As is my modus operandi, I had returned to the land where you wear jeans in August with nothing resembling a plan for how to spend the remaining 5 weeks of summer. I had not enrolled my boys in camps. I had not signed them up for tennis lessons. I did not have a babysitter on retainer.
It was just me. And them. Allthetime. (And we’d already spent all of July basking in each other’s company, not to mention eight verylong days carping in our stagger wagon.)
And then, glory be, I saw one of those ubiquitous-in-Calgary, black-with-neon-letter signs, in a park near my house; announcing the City’s ‘Park ‘n play’ program happening at the field by the boys’ school from August 19-23. Meaning, I could take the two older boys to the park and leave them there (under teenaged supervision) for a period of time.
On Monday morning, as the 10am drop-off time approached, I announced to my troops, still wearing their pajamas, that there was a new gig in town. ‘You’re going to Park ‘n Play today,’ I delivered the news. And, I won’t lie, they weren’t thrilled. They protested as though they’d spent all of summer in Donald Trump’s Entrepreneur Camp and I’d taken their one unscheduled day from them.
They were still balking about this unexpected turn of events; this kink in their laze-around-the-house-all-day-long lifestyle, as we crossed the field, mere yards from the sign-in tent.
‘I need a break,’ I finally told them, ‘and don’t you guys want a break from me?’ The Gort thought it over, ‘yeah, I guess it would be nice to get a break from Miss Meanie.’
Exactly! Oh, wait, a minute…..
‘I’ll pick you up in two hours,’ I promised. (Even though the program runs for 5.) And that is precisely what I did, for five gloriously consecutive days; giving each of us just a hint of space, a glimpse of life beyond the beige-with-pink-undertones walls of our abode.
With a relatively empty house, I was able to clean a bit, temporarily enrol Percy in a much-needed, mother-led tantrum boot camp, and breathe a bit. The boys made a few friends, and played games, and got their much-needed break from Miss Meanie.

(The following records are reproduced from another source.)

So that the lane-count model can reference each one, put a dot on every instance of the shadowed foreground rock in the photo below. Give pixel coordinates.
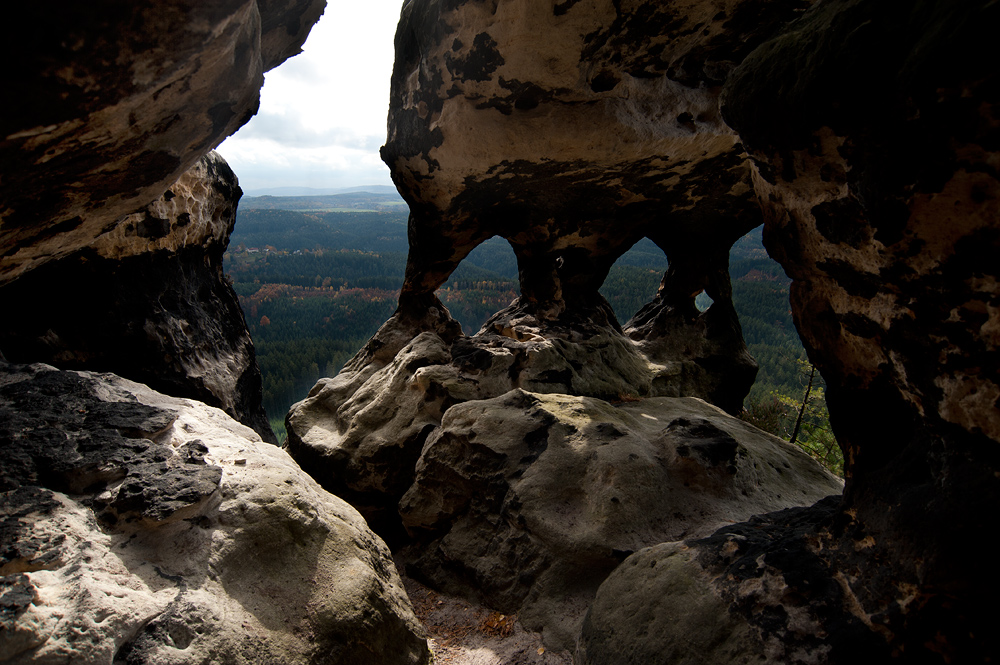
(117, 100)
(527, 501)
(148, 301)
(141, 528)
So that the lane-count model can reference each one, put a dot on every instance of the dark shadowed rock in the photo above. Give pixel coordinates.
(148, 300)
(875, 137)
(160, 530)
(528, 501)
(536, 124)
(117, 101)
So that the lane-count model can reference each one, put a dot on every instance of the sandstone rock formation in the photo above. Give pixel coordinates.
(524, 121)
(874, 132)
(573, 129)
(136, 527)
(148, 301)
(116, 101)
(528, 501)
(533, 122)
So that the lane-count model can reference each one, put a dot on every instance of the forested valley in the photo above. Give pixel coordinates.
(317, 276)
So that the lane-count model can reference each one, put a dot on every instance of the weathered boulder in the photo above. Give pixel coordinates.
(658, 603)
(136, 527)
(360, 433)
(116, 101)
(528, 501)
(875, 137)
(148, 301)
(573, 130)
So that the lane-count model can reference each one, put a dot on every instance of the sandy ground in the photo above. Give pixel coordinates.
(463, 633)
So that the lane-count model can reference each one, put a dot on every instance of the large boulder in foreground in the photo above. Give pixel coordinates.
(573, 130)
(148, 301)
(528, 501)
(141, 528)
(116, 100)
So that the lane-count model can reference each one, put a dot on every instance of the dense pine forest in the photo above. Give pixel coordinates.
(317, 276)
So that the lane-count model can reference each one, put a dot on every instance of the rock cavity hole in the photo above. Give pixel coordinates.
(634, 279)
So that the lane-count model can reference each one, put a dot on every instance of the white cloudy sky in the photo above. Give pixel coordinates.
(322, 113)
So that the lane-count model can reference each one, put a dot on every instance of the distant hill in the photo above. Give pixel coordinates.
(344, 202)
(313, 191)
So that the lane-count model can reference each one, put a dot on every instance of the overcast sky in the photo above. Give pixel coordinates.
(323, 113)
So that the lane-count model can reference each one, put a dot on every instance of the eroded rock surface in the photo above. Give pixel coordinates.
(138, 527)
(117, 101)
(148, 301)
(573, 130)
(873, 127)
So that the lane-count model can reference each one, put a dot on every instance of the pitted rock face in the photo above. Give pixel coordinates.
(115, 102)
(529, 501)
(148, 301)
(535, 122)
(881, 194)
(141, 528)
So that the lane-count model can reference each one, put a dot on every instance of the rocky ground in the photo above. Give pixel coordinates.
(464, 633)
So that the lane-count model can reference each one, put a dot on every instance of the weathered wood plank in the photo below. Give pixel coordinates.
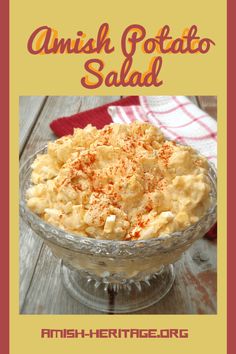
(194, 100)
(29, 109)
(30, 244)
(194, 289)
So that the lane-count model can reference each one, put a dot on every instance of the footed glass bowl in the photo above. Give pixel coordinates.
(116, 276)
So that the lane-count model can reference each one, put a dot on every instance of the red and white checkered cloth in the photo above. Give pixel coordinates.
(178, 118)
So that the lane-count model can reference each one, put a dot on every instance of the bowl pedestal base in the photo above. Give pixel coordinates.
(126, 297)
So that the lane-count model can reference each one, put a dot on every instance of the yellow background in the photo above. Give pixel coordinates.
(60, 75)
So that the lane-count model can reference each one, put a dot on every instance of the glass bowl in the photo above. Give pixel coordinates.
(116, 276)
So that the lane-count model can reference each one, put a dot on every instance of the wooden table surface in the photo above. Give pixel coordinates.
(41, 289)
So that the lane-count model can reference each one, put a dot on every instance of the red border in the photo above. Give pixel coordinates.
(4, 176)
(231, 177)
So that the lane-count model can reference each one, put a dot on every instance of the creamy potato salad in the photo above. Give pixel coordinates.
(123, 182)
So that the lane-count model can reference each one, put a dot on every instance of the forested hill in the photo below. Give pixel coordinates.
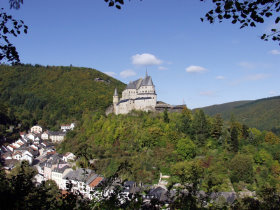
(53, 94)
(262, 113)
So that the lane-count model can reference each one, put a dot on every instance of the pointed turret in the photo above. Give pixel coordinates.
(116, 92)
(146, 72)
(115, 97)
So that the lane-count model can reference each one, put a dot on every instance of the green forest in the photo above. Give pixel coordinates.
(185, 145)
(52, 95)
(263, 113)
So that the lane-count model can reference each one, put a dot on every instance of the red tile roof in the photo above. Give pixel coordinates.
(95, 182)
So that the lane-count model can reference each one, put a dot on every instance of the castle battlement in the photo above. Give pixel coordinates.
(138, 95)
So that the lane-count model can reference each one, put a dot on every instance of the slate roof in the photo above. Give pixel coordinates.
(81, 174)
(140, 98)
(147, 81)
(57, 133)
(96, 182)
(60, 170)
(116, 92)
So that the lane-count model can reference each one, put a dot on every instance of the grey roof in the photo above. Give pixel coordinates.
(116, 92)
(91, 178)
(140, 98)
(57, 133)
(147, 81)
(143, 98)
(81, 174)
(60, 170)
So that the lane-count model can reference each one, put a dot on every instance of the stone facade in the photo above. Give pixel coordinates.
(138, 95)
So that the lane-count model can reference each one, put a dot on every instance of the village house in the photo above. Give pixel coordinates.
(36, 129)
(57, 173)
(45, 135)
(57, 136)
(67, 127)
(81, 180)
(69, 157)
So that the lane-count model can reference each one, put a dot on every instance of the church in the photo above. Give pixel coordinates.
(138, 95)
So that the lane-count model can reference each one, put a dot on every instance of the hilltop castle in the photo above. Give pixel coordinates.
(138, 95)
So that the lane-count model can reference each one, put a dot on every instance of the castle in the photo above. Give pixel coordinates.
(138, 95)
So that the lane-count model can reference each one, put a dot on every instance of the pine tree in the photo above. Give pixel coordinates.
(217, 127)
(200, 126)
(234, 139)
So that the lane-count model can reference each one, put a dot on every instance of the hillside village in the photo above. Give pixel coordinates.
(37, 147)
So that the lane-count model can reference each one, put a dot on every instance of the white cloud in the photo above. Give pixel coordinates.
(162, 68)
(195, 69)
(207, 93)
(145, 59)
(220, 77)
(127, 73)
(274, 52)
(110, 73)
(247, 65)
(257, 76)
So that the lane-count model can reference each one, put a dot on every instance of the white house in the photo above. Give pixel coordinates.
(45, 135)
(26, 156)
(31, 136)
(80, 179)
(138, 95)
(58, 173)
(36, 129)
(69, 157)
(67, 127)
(57, 136)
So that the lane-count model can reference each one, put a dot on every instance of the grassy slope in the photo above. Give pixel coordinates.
(51, 95)
(262, 113)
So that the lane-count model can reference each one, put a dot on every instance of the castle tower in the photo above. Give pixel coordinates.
(115, 97)
(115, 100)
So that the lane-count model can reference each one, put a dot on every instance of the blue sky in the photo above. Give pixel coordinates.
(200, 63)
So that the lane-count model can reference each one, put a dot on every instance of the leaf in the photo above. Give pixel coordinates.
(111, 4)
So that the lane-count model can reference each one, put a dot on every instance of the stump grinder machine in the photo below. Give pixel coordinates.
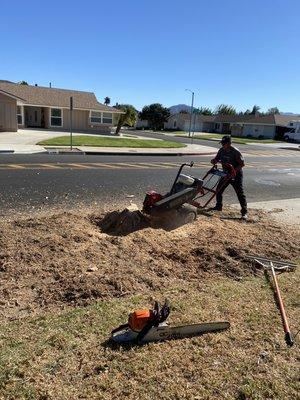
(188, 189)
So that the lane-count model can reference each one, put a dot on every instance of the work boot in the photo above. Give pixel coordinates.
(215, 208)
(244, 216)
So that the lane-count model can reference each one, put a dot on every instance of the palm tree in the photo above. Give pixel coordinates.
(255, 109)
(107, 100)
(129, 117)
(224, 109)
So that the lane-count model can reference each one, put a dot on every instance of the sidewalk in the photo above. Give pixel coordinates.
(286, 211)
(23, 142)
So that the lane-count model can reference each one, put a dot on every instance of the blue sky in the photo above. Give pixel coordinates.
(237, 52)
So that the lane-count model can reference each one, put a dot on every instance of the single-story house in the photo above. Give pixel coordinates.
(26, 106)
(267, 126)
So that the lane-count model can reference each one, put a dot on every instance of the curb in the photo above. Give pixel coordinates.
(120, 153)
(290, 148)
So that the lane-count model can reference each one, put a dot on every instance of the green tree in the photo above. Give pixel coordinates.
(107, 100)
(273, 110)
(156, 115)
(128, 118)
(224, 109)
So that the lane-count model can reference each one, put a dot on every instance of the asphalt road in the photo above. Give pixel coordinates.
(31, 182)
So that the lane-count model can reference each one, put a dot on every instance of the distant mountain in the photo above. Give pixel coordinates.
(288, 113)
(179, 107)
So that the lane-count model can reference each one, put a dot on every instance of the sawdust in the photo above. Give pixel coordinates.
(64, 259)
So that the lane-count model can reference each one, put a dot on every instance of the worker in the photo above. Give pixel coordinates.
(228, 154)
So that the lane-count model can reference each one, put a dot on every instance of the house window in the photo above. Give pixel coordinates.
(56, 117)
(96, 117)
(19, 115)
(107, 118)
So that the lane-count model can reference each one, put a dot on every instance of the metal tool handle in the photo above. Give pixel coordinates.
(288, 336)
(179, 172)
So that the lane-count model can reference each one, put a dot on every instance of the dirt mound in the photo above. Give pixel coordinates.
(64, 259)
(121, 223)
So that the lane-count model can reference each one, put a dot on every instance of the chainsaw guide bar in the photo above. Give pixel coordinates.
(165, 332)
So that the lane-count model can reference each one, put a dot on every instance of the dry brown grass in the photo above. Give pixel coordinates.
(59, 350)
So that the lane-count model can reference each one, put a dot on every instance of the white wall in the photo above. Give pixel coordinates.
(268, 131)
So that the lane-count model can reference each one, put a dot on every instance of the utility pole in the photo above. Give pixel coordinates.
(71, 122)
(192, 109)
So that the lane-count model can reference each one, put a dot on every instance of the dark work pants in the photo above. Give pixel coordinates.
(237, 184)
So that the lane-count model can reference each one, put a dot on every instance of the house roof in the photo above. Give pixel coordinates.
(11, 95)
(53, 97)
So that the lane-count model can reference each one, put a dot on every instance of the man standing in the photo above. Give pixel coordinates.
(231, 155)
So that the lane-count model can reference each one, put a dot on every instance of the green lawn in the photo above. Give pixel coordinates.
(239, 140)
(84, 140)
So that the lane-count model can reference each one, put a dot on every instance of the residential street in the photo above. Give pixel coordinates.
(30, 182)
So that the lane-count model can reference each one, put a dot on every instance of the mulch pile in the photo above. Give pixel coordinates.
(65, 259)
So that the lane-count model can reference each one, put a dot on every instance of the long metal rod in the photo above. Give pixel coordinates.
(288, 336)
(279, 262)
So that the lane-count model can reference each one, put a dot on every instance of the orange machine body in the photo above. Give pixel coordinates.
(139, 319)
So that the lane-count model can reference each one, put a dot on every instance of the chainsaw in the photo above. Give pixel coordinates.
(150, 326)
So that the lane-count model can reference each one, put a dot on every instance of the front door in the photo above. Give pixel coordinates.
(33, 117)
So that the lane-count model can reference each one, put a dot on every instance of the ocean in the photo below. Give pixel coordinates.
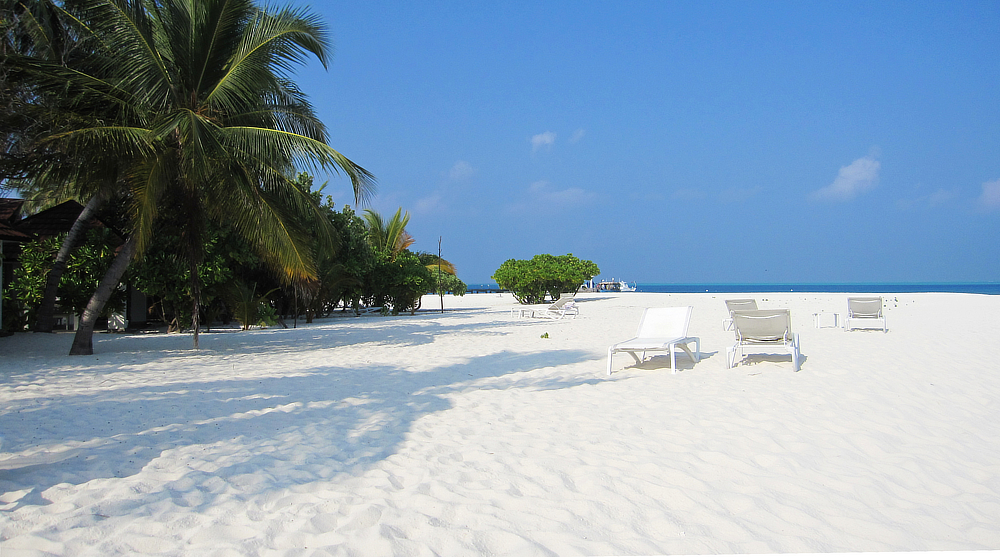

The little bit of space made it that much easier to appreciate the little bits of awesome that are all around (but easy to overlook when
I’m we’re living in a state of perpetual annoyance).
The way the older boys hold hands whenever they walk side-by-side. Across the field to the Park ‘n Play program, across the parking lot to the bookstore, back to the car after throwing rocks at Edworthy Park, to the washroom in Target…..it rarely fails to make me smile, (or wish I had a smartphone with a decent camera so I could record this undoubtedly short-lived phase of their relationship.) Sometimes, as though they’ve suddenly remembered they’re boys, they’ll yank each other’s arms all crazy-like, perhaps to appear more masculine, but their hands remain entwined.
The way they play cooperatively (sometimes). The Gort (sometimes) playing the part of thoughtful, caring older brother: fixing his brothers’ Lego structures, giving Percy piggyback rides and speaking to them in a tone that exemplifies calm and patience. And the other two (sometimes) playing the part of admiring, eager-to-impress, younger brother(s); asking for his help and telling him stories; clamoring for his praise or his interest.
All of it reminding me that, right now, we’re in this ‘sweet spot’ as someone once called it, this moment in our little family’s life where there’s a sense of equilibrium. The boys, relatively independent though still quite dependent in many ways, are generally satisfied with having each other for company, with being at home, and with having us as parents.
We’re living in a sweet, small window of time before adolescence begins, and friends and other interests take center stage; before the separation process begins in earnest, and I know I will remember this time well.